“Senza maschere e dispositivi di sicurezza”, si indaga sulla formazione degli operai morti a Casteldaccia

Proseguono le indagini sulla tragedia di Casteldaccia, nel Palermitano, dove ieri pomeriggio hanno perso la vita cinque operai impegnati in un intervento di manutenzione a un impianto di sollevamento di acque reflue di AMAP. Un sesto è ricoverato in gravi condizioni all’ospedale Policlinico di Palermo. Gli inquirenti stanno lavorando al fine di accertare le responsabilità di questa tragedia immane. Al momento pare che, oltre a non avere le maschere con filtro, come rilevato dai vigili del fuoco che ieri hanno recuperato i cadaveri, i cinque operai sarebbero stati sprovvisti di tutti gli altri dispositivi di sicurezza obbligatori per legge quando si agisce in un ambiente confinato.

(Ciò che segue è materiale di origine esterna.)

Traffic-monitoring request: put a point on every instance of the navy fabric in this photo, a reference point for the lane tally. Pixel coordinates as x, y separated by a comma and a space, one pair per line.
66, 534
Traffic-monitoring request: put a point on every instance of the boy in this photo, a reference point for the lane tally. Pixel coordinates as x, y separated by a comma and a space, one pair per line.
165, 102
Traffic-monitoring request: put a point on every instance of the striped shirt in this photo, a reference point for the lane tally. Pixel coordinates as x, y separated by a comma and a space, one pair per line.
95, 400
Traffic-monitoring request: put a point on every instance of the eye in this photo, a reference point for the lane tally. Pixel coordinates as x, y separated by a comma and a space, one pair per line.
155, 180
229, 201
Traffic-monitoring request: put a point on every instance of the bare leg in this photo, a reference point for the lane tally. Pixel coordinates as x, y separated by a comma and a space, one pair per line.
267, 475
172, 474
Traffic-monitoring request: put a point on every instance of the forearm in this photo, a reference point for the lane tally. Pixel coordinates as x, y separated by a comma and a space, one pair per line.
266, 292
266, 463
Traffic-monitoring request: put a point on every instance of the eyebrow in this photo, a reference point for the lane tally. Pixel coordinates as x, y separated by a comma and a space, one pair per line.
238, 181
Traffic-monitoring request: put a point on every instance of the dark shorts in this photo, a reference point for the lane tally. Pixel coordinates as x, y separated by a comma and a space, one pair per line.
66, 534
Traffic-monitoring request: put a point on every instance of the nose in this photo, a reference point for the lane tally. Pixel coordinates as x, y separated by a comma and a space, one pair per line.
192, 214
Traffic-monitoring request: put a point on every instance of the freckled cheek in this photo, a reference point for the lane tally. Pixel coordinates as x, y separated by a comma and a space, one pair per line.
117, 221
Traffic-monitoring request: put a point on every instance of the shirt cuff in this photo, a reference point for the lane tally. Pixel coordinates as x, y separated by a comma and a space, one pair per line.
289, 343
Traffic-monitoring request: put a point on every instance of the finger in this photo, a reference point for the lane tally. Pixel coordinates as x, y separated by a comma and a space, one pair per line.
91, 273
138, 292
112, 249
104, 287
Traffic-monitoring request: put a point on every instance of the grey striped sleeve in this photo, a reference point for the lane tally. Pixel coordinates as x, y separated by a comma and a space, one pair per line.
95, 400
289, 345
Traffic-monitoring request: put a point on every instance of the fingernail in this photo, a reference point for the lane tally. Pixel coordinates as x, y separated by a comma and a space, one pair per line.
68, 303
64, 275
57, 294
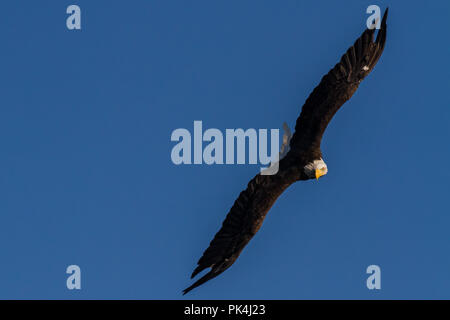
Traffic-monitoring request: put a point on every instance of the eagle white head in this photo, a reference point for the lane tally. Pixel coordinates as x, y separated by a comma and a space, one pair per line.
316, 169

Per operare in questi spazi è inoltre necessario utilizzare, prima di addentrarsi, il gas alert, ossia un dispositivo che permette di rilevare inquinanti. Utilizzato dai Vigili del fuoco prima di intervenire nella fogna, lo strumento ieri ha rilevato la presenza di idrogeno solforato in quantità dieci volte superiore al limite di sicurezza. Si tratta di un gas prodotto dalla degradazione batterica, incolore ed estremamente tossico poiché irritante e asfissiante.

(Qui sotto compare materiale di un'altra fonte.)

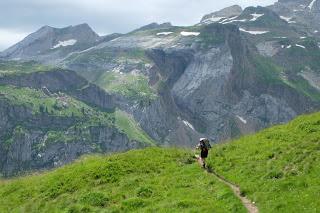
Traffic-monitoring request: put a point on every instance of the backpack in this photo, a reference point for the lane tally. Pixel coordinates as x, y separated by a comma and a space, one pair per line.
205, 144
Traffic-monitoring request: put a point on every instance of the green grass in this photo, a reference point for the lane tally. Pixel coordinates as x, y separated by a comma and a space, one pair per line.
150, 180
15, 67
63, 105
40, 102
132, 86
277, 168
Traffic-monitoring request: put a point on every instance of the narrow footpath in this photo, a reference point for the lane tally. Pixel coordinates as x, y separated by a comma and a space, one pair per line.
250, 206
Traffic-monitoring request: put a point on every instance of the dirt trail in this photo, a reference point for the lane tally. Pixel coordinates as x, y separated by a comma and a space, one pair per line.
250, 206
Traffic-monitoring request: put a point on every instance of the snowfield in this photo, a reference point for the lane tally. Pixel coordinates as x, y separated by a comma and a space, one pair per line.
253, 32
164, 33
188, 124
242, 119
213, 19
256, 16
298, 45
65, 43
184, 33
287, 19
311, 4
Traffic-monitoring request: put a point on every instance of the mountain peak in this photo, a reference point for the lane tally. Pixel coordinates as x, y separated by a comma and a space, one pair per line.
227, 12
50, 38
154, 25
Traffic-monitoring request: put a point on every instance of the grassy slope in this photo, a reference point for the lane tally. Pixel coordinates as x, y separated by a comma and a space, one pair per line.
39, 103
133, 86
277, 168
150, 180
15, 67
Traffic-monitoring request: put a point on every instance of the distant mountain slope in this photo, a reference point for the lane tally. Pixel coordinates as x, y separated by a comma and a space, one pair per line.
51, 44
49, 118
234, 73
147, 180
278, 168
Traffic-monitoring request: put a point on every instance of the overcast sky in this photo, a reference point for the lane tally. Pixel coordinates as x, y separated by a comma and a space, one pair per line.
18, 18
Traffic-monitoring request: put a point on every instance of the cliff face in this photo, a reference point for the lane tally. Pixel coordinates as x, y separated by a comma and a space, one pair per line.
235, 72
31, 139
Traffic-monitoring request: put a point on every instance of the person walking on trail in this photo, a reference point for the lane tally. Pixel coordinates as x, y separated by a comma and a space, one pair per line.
204, 146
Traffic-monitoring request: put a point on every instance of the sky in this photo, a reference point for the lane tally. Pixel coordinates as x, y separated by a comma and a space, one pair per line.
18, 18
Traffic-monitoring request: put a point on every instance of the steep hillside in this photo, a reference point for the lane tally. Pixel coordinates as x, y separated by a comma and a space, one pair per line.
147, 180
50, 45
51, 117
278, 168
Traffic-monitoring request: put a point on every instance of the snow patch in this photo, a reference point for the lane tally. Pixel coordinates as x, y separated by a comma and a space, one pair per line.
242, 119
213, 19
287, 19
164, 33
298, 45
235, 20
253, 32
311, 4
184, 33
256, 16
69, 42
188, 124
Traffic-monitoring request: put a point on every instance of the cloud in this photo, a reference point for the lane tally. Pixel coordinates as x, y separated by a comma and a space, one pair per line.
106, 16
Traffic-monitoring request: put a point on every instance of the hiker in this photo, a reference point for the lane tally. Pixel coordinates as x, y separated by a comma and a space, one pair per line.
204, 146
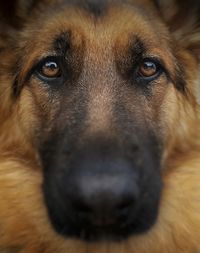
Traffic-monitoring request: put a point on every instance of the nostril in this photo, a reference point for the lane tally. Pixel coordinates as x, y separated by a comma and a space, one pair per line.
125, 205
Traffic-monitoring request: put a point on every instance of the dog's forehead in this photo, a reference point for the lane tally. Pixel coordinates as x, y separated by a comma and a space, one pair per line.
99, 8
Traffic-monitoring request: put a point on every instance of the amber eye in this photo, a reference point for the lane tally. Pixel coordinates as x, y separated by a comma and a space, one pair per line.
148, 69
50, 69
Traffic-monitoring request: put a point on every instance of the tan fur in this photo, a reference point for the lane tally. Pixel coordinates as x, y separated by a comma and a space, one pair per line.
24, 223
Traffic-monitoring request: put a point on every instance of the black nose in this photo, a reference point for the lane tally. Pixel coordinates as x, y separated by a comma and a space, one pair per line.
103, 193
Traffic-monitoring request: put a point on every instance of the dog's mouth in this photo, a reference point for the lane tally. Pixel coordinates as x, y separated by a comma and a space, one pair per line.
96, 195
113, 232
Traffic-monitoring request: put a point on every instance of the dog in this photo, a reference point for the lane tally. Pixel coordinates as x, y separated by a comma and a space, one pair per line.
99, 126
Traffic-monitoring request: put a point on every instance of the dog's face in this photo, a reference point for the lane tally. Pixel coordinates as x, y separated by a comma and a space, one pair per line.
99, 80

Strega di Casteldaccia, l’inchiesta sulle responsabilità

Subito dopo il drammatico incidente sul lavoro, investigatori si sono recati nella sede della Quadrifoglio Srl, la ditta di Partinico che si è aggiudicata dall’Amap di Palermo i lavori di manutenzione della rete fognaria. Si lavora al fine di verificare se gli operai siano stati formati, come prevede la legge, per lavorare negli ambienti confinati e acquisire le eventuali certificazioni. Interrogati il direttore dei lavori e il responsabile della sicurezza. Si sta verificando se, come prevede la normativa, il preposto fosse presente al momento della lavorazione finita in tragedia. Di fronte alle inadempienze sulla sicurezza scatta il reato penale per il datore di lavoro.